11 de agosto de 2009

El Chino


Por Eduardo García


Constituía un verdadero placer verlo jugar, pero verlo hablar era un elixir digno solo para Dioses. Era un pendejo adolescente todavía, usaba la melena larga y un jockey con la visera hacia atrás. Su arrogancia delataba de inmediato la seguridad de sus convicciones, sabía para lo que estaba hecho. Si Fernando González juega al tenis con un cañón, el Chino lo hacía con un pincel, es que el era un artista. Pocas veces (creo que nunca) vi a mi papá tan contento de ver a un deportista chileno en competencia. Le aplaudía hasta los chanchitos que se tiraba en la cancha. Lo único que le criticaba era cuando tiraba la raqueta al piso cuando las cosas no le resultaban.

Recuerdo el día que le ganó ese mítico partido a Andre Agassi en la final del Lipton. Todas las familias chilenas estábamos unidas, a través de nuestros televisores, a la hora de almuerzo, alentando a un chileno que estaba a pasos de ser el número uno del mundo. Sí. Número uno. Número uno, número uno, número uno, como decía el que conducía “Sábado taquilla”. Nada de número dos, ni terceros lugares en mundiales que se suponían hechos para ganarlos, ni medallas de plata. Mucho menos esos vergonzosos triunfos morales que no constituyen nada. A nadie le importa si se es bueno, cuando no se es el mejor. Esa vez no estaba mi papá, pero igual estaba, en otro lugar, unidos gracias a la transmisión de aquel partido. Nadie en Chile estaba nervioso, todos sabían de antemano el resultado: iba a ganar. Esa pelota larga de Agassi fue el momento de euforia más grande que recuerde. El llanto mariquita de Solabarrieta por el logro de dos discípulos que tuvieron una buena semana en Atenas quedaba chico al lado de la hazaña de un zurdo que consiguió ser mejor que cualquiera en su época gracias a años de trabajo.
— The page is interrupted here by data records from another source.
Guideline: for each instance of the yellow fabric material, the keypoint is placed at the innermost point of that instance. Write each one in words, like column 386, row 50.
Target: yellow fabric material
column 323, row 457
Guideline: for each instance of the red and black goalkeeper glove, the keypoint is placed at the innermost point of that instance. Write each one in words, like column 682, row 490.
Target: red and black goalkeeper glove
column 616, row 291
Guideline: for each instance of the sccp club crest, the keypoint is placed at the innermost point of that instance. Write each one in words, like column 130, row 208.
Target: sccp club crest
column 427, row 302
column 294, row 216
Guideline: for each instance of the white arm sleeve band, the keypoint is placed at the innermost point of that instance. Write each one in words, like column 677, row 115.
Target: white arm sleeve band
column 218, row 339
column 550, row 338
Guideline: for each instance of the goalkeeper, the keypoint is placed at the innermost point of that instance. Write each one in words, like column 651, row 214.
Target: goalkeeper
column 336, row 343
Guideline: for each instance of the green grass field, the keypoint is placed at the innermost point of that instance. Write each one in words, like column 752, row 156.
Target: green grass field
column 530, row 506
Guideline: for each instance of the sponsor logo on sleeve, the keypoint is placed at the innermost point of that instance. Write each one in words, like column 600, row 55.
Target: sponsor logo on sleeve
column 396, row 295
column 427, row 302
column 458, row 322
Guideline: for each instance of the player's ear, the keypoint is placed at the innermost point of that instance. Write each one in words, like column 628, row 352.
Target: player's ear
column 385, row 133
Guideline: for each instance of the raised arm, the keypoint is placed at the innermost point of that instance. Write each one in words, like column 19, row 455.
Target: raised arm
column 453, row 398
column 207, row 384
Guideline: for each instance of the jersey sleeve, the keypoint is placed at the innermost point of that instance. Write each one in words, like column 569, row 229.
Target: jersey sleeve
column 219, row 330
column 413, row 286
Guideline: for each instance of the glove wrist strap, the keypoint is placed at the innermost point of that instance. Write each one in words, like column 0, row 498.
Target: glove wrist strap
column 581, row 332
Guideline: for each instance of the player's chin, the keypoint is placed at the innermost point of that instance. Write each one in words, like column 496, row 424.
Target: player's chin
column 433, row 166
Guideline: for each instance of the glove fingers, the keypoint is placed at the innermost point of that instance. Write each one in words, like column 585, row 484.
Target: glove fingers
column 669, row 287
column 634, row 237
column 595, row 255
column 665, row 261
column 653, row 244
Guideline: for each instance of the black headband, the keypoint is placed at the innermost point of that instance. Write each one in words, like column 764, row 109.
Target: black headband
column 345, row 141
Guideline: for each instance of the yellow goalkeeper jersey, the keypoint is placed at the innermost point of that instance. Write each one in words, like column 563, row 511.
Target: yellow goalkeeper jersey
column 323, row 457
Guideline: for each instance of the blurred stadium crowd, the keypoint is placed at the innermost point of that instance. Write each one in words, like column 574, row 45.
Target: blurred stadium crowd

Seguía siendo un niño. Lloró por una mujer ante las cámaras, esas mismas malditas cámaras que provocaron la debacle sentimental del artista y deportista más grande que recuerde nuestro país, escaso de glorias, y que tenía en el Chino a un baluarte de privilegio. Escucharlo hablar era un elixir. Como cuando ganó la Copa Milo y lo único que dijo era que quería ser el mejor, consciente de lo que significaba eso. Brabucones hay por miles, números uno del mundo, poquísimos.